This story is part of a series examining Texas foster care. It looks at who’s involved and affected by what has been deemed a “broken” system.
At the end of 2016, Texas lawmakers agreed that caseworkers at the state’s Child Protective Services agency needed a raise ASAP. It wasn’t a perfect rollout, but a lot of employees wound up with $12,000 more dollars per year.
Earlier this week the Texas Senate approved a budget that increases funding for the state’s child welfare agency and members of the House have tentatively set aside funds for CPS to hire more caseworkers (read more about it here.)
These emergency pay increases are one step toward fixing the state’s struggling foster care system that a judge ruled unconstitutional in December 2015. The fact that caseworkers were overloaded and leaving the agency in droves – to the tune of about 25 percent of caseworkers a year – was a big reason for that decision.

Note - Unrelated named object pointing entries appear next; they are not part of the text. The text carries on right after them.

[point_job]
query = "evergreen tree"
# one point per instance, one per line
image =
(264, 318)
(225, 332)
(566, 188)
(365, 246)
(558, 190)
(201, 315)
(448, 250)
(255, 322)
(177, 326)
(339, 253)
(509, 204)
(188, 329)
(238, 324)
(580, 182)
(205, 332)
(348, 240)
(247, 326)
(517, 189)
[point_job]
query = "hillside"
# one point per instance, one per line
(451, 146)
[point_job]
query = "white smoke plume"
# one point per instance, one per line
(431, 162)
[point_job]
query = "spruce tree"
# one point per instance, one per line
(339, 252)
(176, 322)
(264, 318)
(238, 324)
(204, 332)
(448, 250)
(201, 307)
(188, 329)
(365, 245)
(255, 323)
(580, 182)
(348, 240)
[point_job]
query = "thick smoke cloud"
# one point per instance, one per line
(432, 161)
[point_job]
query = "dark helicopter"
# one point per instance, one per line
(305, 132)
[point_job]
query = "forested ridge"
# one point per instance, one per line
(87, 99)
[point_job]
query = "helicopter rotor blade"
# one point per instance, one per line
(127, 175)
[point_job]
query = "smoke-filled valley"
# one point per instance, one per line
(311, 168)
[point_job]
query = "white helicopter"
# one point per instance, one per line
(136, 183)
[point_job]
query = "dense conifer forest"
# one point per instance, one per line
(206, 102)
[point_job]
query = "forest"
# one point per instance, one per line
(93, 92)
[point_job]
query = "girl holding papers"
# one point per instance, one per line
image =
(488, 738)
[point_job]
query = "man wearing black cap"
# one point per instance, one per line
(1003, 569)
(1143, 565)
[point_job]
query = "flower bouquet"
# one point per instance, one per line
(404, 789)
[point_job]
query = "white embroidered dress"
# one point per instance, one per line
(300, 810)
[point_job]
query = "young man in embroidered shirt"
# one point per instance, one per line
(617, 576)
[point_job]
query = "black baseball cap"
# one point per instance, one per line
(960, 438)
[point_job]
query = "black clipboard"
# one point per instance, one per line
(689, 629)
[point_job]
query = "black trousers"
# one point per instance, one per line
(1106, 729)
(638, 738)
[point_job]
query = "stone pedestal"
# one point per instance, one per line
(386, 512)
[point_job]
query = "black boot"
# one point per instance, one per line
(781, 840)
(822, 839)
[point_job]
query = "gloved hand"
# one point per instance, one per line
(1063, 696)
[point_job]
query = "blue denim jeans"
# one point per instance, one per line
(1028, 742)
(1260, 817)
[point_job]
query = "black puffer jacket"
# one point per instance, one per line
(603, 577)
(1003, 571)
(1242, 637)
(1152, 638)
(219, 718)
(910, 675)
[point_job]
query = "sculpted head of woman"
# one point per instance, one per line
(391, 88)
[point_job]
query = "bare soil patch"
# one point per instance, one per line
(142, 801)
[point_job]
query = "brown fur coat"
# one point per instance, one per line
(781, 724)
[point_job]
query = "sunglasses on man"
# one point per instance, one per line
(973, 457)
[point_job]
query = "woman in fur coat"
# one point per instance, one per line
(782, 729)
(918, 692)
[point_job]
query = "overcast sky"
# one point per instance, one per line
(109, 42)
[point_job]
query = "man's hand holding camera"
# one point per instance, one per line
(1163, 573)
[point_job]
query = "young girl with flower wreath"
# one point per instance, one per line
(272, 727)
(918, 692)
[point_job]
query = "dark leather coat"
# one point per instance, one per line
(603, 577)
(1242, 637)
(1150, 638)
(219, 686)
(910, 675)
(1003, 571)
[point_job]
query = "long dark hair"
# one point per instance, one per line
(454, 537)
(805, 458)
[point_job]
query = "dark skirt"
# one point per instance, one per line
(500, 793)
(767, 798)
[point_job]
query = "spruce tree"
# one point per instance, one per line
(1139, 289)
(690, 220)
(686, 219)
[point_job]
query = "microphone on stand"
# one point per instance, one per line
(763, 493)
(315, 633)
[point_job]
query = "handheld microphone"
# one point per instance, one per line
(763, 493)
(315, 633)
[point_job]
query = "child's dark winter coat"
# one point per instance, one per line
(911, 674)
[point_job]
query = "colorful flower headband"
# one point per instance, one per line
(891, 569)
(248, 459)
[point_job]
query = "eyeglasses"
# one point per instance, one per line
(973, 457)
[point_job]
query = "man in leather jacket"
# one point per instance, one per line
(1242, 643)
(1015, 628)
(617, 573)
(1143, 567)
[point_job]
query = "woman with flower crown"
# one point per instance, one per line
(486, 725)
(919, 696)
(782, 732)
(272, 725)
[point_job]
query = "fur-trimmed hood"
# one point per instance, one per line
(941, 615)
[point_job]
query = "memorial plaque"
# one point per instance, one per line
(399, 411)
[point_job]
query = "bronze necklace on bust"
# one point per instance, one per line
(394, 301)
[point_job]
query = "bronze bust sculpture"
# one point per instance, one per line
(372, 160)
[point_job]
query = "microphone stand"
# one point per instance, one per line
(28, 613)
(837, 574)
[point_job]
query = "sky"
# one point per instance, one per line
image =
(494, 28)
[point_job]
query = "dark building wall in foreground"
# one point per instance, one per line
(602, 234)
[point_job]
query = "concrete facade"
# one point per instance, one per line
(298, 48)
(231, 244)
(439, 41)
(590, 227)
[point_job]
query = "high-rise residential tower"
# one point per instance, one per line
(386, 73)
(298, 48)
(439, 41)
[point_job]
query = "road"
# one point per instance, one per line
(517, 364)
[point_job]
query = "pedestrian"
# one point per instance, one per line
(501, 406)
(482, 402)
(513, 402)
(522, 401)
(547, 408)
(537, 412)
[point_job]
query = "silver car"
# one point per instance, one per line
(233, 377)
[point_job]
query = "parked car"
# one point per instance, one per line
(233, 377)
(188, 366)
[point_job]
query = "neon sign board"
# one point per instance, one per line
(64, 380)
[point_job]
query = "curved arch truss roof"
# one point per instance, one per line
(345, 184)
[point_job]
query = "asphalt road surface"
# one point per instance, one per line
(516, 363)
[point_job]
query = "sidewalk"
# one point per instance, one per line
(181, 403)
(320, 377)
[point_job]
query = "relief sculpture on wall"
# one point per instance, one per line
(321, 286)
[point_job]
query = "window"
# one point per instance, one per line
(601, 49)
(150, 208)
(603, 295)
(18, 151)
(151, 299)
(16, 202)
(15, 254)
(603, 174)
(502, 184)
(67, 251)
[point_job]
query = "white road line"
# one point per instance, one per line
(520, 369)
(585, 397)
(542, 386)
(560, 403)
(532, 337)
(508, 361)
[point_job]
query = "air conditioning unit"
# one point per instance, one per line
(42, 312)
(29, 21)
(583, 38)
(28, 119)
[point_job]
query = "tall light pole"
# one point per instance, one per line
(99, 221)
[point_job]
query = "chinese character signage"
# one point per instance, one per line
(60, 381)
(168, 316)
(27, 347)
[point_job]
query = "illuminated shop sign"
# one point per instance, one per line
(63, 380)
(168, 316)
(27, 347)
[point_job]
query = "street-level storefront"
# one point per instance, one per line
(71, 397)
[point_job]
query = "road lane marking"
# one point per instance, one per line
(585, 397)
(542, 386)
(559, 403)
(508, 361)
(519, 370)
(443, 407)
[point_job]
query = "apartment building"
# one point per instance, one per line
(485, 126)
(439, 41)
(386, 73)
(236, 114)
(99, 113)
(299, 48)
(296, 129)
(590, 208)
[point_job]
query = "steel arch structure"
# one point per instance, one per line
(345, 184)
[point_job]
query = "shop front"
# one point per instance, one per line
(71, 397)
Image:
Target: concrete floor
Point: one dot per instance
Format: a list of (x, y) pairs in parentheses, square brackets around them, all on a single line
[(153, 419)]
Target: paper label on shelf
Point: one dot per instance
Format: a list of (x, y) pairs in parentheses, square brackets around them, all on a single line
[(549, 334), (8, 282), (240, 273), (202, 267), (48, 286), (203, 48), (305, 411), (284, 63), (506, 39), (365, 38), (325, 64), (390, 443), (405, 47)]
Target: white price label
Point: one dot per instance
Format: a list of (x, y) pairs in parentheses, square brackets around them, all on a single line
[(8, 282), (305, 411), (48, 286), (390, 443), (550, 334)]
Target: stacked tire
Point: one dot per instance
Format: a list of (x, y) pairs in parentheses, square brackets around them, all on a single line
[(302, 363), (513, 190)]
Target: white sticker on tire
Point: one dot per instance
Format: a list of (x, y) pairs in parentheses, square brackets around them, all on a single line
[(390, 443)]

To understand what it’s actually like to be a caseworker in the Texas Foster Care system, the Texas Standard’s Becky Fogel spoke with three caseworkers – two former CPS employees – and a current one. What she heard from all of them was that they really loved their jobs, but the work is tough.
Dimple Patel, TexProtects – Texas Association for the Protection of Children
I was 22 years old when I went to work at CPS. It was my first job out of college. I started in 2005, in Dallas County. I was an investigator and I did that for nine years. For the first six years I was an investigator and then the last three I was a supervisor.